Pratiquement dès la création du rg cependant, certains, convaincus de
tenir là la solution essentielle pour la sauvegarde du romanche, ont
cherché à amener un changement brutal – ou désespéré – de la stratégie
suivie depuis le réveil romanche et tentent aujourd’hui ouvertement
d’imposer l’unification de la langue par l’adoption généralisée du rg
comme standard de communication, en réduisant les idiomes à des
dialectes régionaux que l’on n’apprendra plus à écrire ni à lire. Une
lutte est ainsi en cours à propos de la forme du romanche à utiliser
dans ce qui existe d’enseignement en romanche et du romanche. On dira
simplement ici à ce sujet et pour illustrer le rapport des forces
entre les deux tendances opposées, qu’une organisation de masse – à
l’échelle romanche s’entend – s’est constituée cette année (2011) pour
le maintien des idiomes comme langue d’enseignement (avec une
introduction du rg comme langue passive à partir du niveau
secondaire), et que, dans l’aire romanche, elle compte environ quatre
fois plus de membres que le nombre de signataires d’un manifeste
exigeant à l’inverse l’imposition généralisée du seul rg à l’école
dite romanche
(voir http://www.proidioms.ch,
Novitads 2, 25.6.2011).
12 Quelques auteurs ont commencé à se servir du rg dans leur œuvre littéraire. La majorité continue cependant à se servir de l’idiome de leur région. À l’exception de quelques œuvres dialectales de portée locale, toute la littérature romanche d’avant la fin du XXe siècle est bien sûr écrite dans les idiomes traditionnels, essentiellement dans les trois grands anciens.

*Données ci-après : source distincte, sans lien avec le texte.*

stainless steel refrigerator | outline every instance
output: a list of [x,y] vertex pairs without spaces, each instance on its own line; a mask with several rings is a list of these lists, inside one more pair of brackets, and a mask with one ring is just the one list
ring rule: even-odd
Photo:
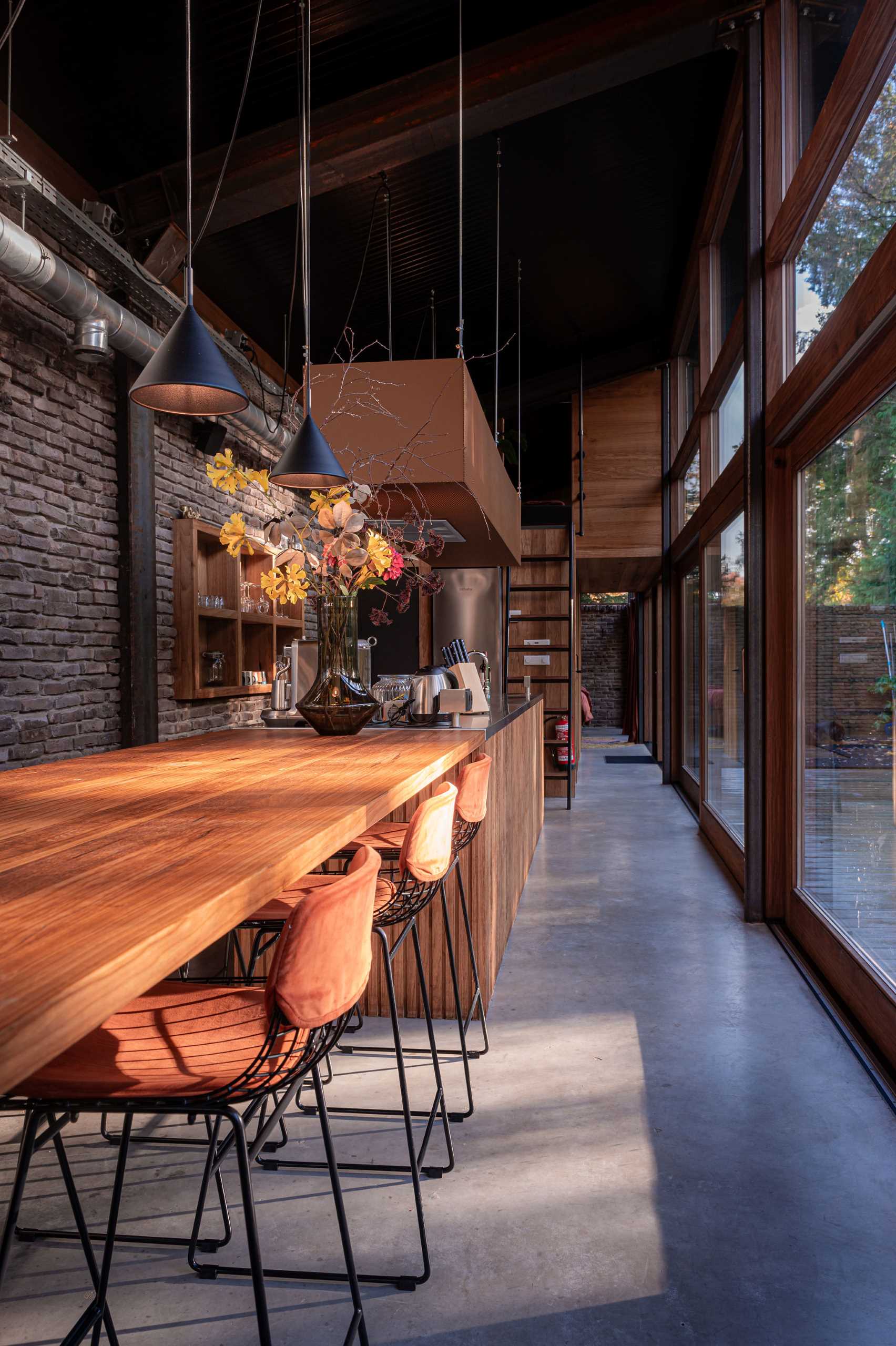
[[505,595],[503,569],[440,571],[445,581],[432,600],[432,651],[441,662],[441,647],[460,638],[468,650],[483,650],[491,665],[491,690],[500,695],[505,685]]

13 La FRR offre également une introduction au rg dans son programme habituel des cours d’été de romanche sursilvan.
14 C’est l’expérience que je fais depuis près de dix ans avec le Dictionnaire romanche–sursilvan français, qui a pourtant subi plusieurs contrôles complets, effectués aussi bien par des romanchophones que par des francophones. À chaque nouvel exemple, il faut, pour ne pas désespérer, se souvenir que les autres dictionnaires romanches, et même les grands dictionnaires réalisés dans d’autres langues par des équipes entières, présentent eux aussi des insuffisances et contiennent des coquilles parfois surprenantes.

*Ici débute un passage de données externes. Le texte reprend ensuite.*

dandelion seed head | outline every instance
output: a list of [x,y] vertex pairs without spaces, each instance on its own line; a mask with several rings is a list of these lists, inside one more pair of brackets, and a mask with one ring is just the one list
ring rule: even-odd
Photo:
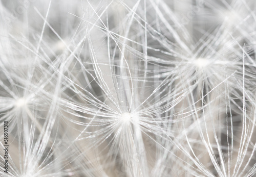
[[125,112],[121,115],[121,119],[124,123],[131,122],[132,119],[132,115],[129,113]]
[[194,64],[198,69],[205,68],[209,65],[209,60],[203,58],[199,58],[194,62]]
[[16,101],[15,106],[17,108],[23,108],[27,105],[27,100],[26,98],[21,97]]

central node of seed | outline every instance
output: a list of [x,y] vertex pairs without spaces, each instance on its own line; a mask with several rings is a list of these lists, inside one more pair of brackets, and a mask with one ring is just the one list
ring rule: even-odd
[[17,108],[22,108],[27,104],[27,100],[24,98],[19,98],[16,101],[16,107]]
[[126,112],[121,115],[121,119],[122,119],[123,122],[129,122],[132,119],[132,115],[129,113]]
[[203,68],[209,65],[209,60],[203,58],[199,58],[194,61],[194,64],[199,68]]

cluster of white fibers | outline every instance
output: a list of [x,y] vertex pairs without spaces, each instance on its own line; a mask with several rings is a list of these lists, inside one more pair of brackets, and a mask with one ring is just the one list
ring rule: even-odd
[[1,0],[0,176],[255,176],[255,0]]

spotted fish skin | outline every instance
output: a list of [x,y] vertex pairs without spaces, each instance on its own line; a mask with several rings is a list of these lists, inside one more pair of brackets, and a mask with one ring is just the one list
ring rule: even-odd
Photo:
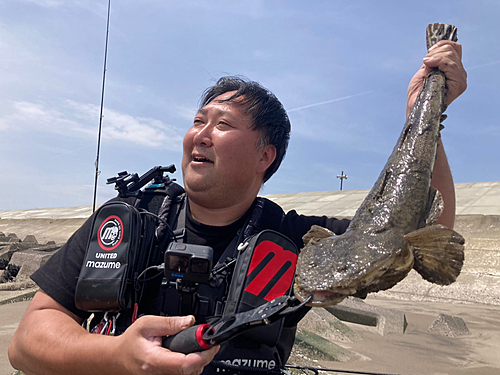
[[[456,35],[452,25],[431,24],[428,48],[442,39],[456,41]],[[327,306],[346,296],[363,297],[391,288],[413,267],[438,284],[456,279],[463,263],[464,239],[450,228],[435,225],[443,202],[430,186],[445,99],[445,76],[435,69],[346,232],[312,235],[302,250],[294,288],[299,299],[313,295],[310,305]]]

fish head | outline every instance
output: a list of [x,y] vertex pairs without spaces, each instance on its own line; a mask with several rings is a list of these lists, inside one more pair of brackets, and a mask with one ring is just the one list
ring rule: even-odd
[[[412,266],[413,255],[403,236],[347,230],[304,247],[297,261],[294,293],[301,301],[312,295],[309,306],[331,306],[347,296],[366,295],[374,283],[387,289],[399,281],[392,280],[396,274],[406,275]],[[384,278],[386,274],[391,280]]]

15 La partie français–romanche (vallader) du dictionnaire de Gilbert Taggart (1990) compte 1500 articles, le Minidictionnaire de Dominique Stich (2006) donne, comme son nom le suggère, la traduction de base en rg de quelques milliers de mots français. Quel que soit par ailleurs leur intérêt, ils ne sont d’aucune utilité pour le DFR.
16
Pour le sursilvan, il s’agit des dictionnaires romanche-allemand et
allemand-romanche de Ramun Vieli, puis Ramun Vieli et Alexi
Decurtins, parus de 1938 à 1975; de divers vocabulaires techniques
basés sur le Duden illustré; et surtout du Niev vocabulari romontsch
sursilvan–tudestg d’Alexi Decurtins paru en 2001, une œuvre
monumentale dont l’auteur a gracieusement fait mettre à disposition,
pour le DFR, une copie du fichier électronique original qui permet
de le consulter dans le sens allemand–romanche.

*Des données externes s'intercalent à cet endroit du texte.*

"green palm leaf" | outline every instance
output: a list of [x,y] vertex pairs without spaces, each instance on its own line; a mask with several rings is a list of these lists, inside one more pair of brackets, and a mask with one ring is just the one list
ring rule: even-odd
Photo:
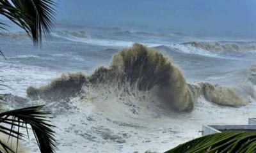
[[[55,3],[52,0],[0,0],[0,15],[24,29],[34,44],[47,38],[54,20]],[[4,29],[0,22],[0,29]]]
[[[54,126],[47,120],[49,112],[43,111],[44,106],[17,109],[0,113],[0,123],[9,125],[0,126],[0,132],[19,140],[22,139],[24,135],[20,133],[20,129],[26,129],[28,135],[28,125],[29,125],[38,144],[42,153],[54,152],[55,138],[52,130]],[[3,148],[0,152],[17,152],[12,150],[6,145],[3,145],[0,141],[0,146]]]
[[202,136],[165,153],[256,152],[256,132],[228,131]]

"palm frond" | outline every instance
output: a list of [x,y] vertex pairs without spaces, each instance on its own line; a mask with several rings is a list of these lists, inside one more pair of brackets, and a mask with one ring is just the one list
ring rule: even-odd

Pour le rg, la Ligia Romontscha a mis en ligne son Pledari grond (PG),
qui réunit, en l’épurant, le matériel des traductions effectuées
d’allemand en rg.
17 Dicziunari rumantsch–grischun (DRG), en cours de parution (le dernier fascicule paru contient les articles de «manzögna» à «Maria»). Contrairement à ce que le nom pourrait laisser supposer, le DRG n’est pas consacré au rg, auquel il est de beaucoup antérieur. Il est l’un des quatre vocabulaires nationaux dont les travaux ont commencé il y a plus d’un siècle et concerne la langue romanche dans son ensemble (idiomes, dialectes, et rg depuis 1982) en se basant sur la forme vallader des mots. Le DRG est rédigé en allemand parce qu’il a été, de façon caractéristique pour l’époque, conçu comme un ouvrage de documentation linguistique à l’usage des générations futures.
18 Même si l’allemand a été pour moi aussi la première langue étrangère, et est comme le romanche une de mes langues préférées – c’est d’ailleurs un paradoxe et une situation parfois gênante que de devoir défendre une langue aimée contre une autre langue aimée.
19 Le Dictionnaire abrégé de la langue ladine avec traduction allemande, française et anglaise, paru en 1929, est une réalisation privée d’Anton Velleman, et le Dictionnaire rumantsch ladin–français est certes paru aux éditions de la Ligia Romontscha, mais il est lui aussi une initiative privée de son auteur Gilbert Taggart.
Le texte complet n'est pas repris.